Figuras republicanas como Rand Paul, Josh Hawley e Ron Johnson se manifestaram contra.
Paul, férreo defensor do equilíbrio orçamentário, escreveu: “Concordo com Elon. Ambos vimos o gasto maciço que existe nas despesas públicas e sabemos que somar cinco trilhões em dívida é um enorme erro.

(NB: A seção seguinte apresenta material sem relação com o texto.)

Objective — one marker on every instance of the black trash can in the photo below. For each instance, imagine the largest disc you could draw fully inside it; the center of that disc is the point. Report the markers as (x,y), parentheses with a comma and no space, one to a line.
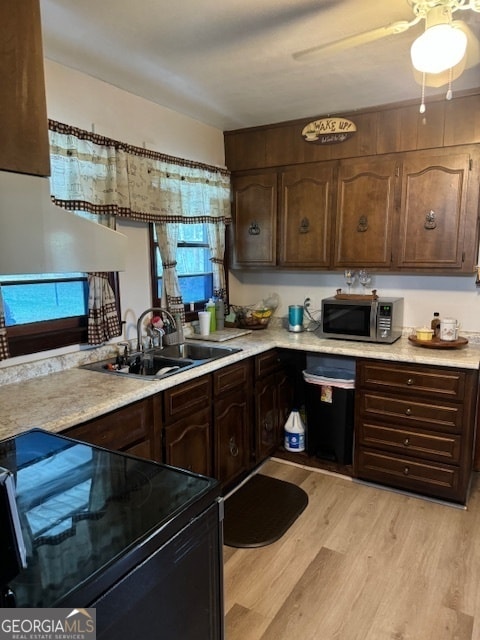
(329,409)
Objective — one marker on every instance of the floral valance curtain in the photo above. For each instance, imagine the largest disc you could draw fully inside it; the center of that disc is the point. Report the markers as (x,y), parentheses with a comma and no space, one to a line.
(104,176)
(97,174)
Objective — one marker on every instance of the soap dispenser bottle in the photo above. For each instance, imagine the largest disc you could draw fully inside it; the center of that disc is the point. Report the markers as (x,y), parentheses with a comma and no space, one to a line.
(210,307)
(435,324)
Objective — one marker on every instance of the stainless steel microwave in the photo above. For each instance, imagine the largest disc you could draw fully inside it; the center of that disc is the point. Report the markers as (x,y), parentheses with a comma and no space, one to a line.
(378,320)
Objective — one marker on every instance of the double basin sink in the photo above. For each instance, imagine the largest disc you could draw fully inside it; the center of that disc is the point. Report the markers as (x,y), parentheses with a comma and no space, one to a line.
(156,364)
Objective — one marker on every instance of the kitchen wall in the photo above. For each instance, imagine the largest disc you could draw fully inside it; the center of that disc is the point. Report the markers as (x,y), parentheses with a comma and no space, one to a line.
(450,296)
(88,103)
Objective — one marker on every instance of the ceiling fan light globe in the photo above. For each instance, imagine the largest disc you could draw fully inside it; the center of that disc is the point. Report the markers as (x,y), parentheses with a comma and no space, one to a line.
(439,48)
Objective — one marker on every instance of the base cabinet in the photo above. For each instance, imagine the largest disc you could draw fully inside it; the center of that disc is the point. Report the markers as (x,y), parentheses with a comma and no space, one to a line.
(414,427)
(274,398)
(232,422)
(188,426)
(133,429)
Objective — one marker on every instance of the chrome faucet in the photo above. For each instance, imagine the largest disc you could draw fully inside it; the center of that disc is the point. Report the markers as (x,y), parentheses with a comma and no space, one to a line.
(141,317)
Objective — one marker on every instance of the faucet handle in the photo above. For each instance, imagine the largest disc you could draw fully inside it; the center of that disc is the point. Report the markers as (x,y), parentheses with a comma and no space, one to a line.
(126,347)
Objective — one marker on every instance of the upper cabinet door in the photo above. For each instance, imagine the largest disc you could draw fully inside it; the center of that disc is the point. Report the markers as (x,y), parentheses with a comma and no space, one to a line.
(365,212)
(437,212)
(255,219)
(305,215)
(24,146)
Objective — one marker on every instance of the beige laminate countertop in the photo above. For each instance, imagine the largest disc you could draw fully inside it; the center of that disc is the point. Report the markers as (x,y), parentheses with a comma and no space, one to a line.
(62,399)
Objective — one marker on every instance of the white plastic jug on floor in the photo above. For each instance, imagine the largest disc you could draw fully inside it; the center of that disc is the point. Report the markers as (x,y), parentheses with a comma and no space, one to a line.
(294,432)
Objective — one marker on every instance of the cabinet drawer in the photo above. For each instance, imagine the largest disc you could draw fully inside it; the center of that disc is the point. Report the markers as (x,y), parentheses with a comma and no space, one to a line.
(119,430)
(186,398)
(405,473)
(444,448)
(412,412)
(228,378)
(266,363)
(412,379)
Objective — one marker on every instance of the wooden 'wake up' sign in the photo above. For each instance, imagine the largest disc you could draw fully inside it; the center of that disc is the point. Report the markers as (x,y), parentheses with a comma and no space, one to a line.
(329,130)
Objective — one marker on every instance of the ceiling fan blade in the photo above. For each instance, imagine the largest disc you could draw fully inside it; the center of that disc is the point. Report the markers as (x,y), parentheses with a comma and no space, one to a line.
(354,41)
(473,45)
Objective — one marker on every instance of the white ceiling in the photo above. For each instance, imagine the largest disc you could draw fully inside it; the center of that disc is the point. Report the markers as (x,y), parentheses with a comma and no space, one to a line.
(229,64)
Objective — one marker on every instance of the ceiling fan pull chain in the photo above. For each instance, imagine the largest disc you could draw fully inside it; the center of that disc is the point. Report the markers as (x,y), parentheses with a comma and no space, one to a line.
(449,91)
(422,106)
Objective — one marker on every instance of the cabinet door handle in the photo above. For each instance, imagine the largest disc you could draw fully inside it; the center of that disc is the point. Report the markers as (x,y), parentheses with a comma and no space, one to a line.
(304,225)
(233,447)
(362,225)
(430,220)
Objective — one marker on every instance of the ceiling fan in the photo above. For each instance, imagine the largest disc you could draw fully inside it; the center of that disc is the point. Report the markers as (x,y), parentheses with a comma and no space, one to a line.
(437,15)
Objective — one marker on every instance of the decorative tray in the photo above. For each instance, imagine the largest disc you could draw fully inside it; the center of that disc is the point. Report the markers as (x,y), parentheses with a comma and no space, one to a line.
(356,296)
(436,343)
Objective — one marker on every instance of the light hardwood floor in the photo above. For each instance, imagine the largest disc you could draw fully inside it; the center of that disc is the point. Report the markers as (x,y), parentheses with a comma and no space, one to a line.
(360,563)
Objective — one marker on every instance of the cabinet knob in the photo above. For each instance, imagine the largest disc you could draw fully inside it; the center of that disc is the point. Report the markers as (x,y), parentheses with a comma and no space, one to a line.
(362,225)
(430,220)
(304,225)
(233,447)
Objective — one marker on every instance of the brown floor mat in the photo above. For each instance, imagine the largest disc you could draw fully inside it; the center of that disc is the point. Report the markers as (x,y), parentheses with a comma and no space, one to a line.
(261,510)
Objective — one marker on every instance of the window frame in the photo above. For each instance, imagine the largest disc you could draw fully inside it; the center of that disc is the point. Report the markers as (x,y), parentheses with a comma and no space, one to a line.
(35,337)
(199,306)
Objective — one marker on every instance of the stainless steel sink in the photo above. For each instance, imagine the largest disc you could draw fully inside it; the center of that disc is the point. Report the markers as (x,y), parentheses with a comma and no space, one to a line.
(155,364)
(197,351)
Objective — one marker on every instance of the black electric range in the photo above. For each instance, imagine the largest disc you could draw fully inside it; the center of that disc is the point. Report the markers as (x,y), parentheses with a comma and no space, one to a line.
(92,519)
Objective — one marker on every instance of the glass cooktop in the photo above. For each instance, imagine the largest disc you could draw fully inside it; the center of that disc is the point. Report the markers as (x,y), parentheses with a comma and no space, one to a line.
(82,508)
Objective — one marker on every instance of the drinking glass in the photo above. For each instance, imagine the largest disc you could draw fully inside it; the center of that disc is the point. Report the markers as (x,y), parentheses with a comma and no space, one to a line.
(364,278)
(349,278)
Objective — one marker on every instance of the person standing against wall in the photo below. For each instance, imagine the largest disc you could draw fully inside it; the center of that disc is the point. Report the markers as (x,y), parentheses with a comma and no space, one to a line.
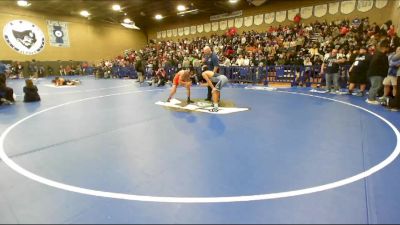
(139,69)
(331,68)
(378,70)
(212,61)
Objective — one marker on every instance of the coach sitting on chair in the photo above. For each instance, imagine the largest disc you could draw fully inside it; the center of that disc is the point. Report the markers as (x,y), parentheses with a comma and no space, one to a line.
(211,60)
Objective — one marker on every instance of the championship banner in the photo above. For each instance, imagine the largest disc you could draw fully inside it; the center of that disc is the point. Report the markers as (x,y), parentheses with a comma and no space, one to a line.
(334,8)
(187,31)
(223,25)
(207,27)
(292,13)
(215,26)
(320,10)
(231,23)
(193,29)
(381,3)
(269,18)
(348,6)
(365,5)
(281,16)
(248,21)
(258,19)
(200,28)
(180,31)
(239,22)
(58,34)
(306,12)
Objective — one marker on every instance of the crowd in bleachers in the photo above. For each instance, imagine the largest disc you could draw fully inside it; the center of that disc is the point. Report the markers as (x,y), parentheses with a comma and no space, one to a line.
(306,45)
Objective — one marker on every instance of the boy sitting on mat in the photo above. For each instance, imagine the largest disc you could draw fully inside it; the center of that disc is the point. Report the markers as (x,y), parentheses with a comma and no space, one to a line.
(221,80)
(182,78)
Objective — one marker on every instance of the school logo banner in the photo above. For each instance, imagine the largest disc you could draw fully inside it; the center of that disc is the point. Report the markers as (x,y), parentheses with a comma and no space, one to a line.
(24,37)
(58,34)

Podemos e devemos fazer melhor”.
Trump, por sua vez, respondeu com ataques pessoais.
No Truth Social, tachou as ideias de Paul de “descabidas (¡perdedoras!)” e afirmou que “o povo de Kentucky não o suporta”.
Ainda assim, não pode se dar ao luxo de perder mais de três votos no Senado, onde nenhum democrata planeja apoiar o texto.
Consequências políticas e econômicas
O projeto, que corta programas essenciais de saúde (como Medicaid), nutrição (SNAP) e educação, tem sido fortemente criticado também pela oposição.
O líder democrata do Senado, Chuck Schumer, qualificou a proposta como “horrível em sua essência” e afirmou:
Dentro do próprio partido republicano, alguns moderados temem um alto custo político.
A senadora Joni Ernst foi confrontada por eleitores em Iowa quando defendeu a lei: ao alertá-la que sem cobertura de saúde as pessoas morrem, respondeu com sarcasmo: “Bem, todos nós vamos morrer”, o que causou indignação entre os presentes.
Uma fratura irreparável
A relação entre Musk e Trump parece ter se rompido definitivamente.
Embora Musk tenha tentado se afastar de seu cargo como "consultor e amigo", como disse na cerimônia de despedida no Salão Oval, suas declarações contundentes refletem uma mudança de postura profunda.
Incluso se especula que a retirada por parte de Trump da nomeação de Jared Isaacman, próximo a Musk, como diretor da NASA, poderia ter sido uma represália antecipada.
Enquanto isso, da Casa Branca, a secretária de imprensa Karoline Leavitt minimizou o conflito: “O presidente já sabe qual é a posição de Elon Musk sobre este projeto de lei. Isso não muda a opinião do presidente.”